In 1710, the Whigs impeached Dr. Sacheverel for having in a sermon asserted the doctrine of non-resistance and passive obedience. The doctrine maintained by the Whig managers of the impeachment, for the Commons, was in fact nothing better. They admitted the general doctrine of non-resistance,* but asserted, that cases of necessity were exceptions; which was merely asserting an identical proposition.
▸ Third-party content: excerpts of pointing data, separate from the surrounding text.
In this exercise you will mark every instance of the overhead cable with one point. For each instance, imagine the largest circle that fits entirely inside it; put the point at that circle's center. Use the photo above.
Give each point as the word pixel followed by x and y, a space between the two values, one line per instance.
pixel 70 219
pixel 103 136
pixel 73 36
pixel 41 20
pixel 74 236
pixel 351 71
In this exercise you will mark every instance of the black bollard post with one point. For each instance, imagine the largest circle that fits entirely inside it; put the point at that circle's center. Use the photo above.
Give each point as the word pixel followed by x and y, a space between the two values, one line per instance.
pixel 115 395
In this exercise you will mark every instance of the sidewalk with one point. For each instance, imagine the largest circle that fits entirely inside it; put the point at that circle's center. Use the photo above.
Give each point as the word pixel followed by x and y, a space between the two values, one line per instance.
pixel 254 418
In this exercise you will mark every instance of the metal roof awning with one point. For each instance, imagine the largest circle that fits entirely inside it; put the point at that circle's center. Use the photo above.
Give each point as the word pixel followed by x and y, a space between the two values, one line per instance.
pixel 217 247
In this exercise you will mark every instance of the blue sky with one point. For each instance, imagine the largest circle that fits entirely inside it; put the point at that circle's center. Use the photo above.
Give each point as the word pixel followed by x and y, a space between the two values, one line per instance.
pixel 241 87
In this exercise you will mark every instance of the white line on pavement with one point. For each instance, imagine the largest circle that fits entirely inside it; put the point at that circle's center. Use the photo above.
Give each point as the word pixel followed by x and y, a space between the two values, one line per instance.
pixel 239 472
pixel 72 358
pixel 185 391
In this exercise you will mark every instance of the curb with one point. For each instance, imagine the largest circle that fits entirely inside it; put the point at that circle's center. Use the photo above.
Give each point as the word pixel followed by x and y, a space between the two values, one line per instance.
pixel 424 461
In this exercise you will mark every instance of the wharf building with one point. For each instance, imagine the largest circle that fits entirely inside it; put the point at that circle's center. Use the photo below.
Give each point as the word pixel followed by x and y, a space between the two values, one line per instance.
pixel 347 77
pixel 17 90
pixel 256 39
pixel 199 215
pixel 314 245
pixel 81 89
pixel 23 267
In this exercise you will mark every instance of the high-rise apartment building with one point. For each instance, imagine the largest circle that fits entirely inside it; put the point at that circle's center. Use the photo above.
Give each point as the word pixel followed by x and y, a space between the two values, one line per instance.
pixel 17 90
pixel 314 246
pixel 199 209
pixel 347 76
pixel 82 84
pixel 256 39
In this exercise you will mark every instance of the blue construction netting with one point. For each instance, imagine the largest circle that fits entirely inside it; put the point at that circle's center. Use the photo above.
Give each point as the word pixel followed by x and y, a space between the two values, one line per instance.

Sir Joseph Jekyll, one of the managers, says, in his speech before the Lords, "It is far from the intent of the Commons to state the limits and bounds of the subject's submission to the sovereign." Again, in his reply to Sacheverel's counsel, he says, "If the doctor had pretended to have stated the particular bounds and limits of non-resistance, and told the people in what cases they might or might not resist, he would have been much to

* Certainly it must be granted, that the doctrine that commands obedience to the supreme power, though in things contrary to nature, even to suffer death, which is the highest injustice that can be done a man, rather than make an opposition to the supreme power, is unreasonable." -Speech of Sir John Hawles, one of the managers of the Impeachment for the Commons. State Trials, vol. 5, p. 676. "Resistance is no where enacted to be legal, but subjected, by all the laws now in being, to the greatest penalties. It is what is not, cannot, nor ought ever to be, described or affirmed in any positive law to be excusable."-Speech of Mr. Walpole, another of the managers. See also the speeches of the other managers. State Trials. On the other side, the bishop of Bath and Wells (Dr. Hooper) amuses us with his frankness-" He allowed, indeed, of what the bishop of Oxford had advanced about the necessity and legality of resistance in some extraordinary cases, but was of opinion that this ought to be kept from the knowledge of the people, who are naturally too apt to resist, and that the opposite doctrine ought rather to be maintained and enforced." See his Speech in the debate on the Articles of Impeachment. Hansard's Parl. Hist. vol. 6.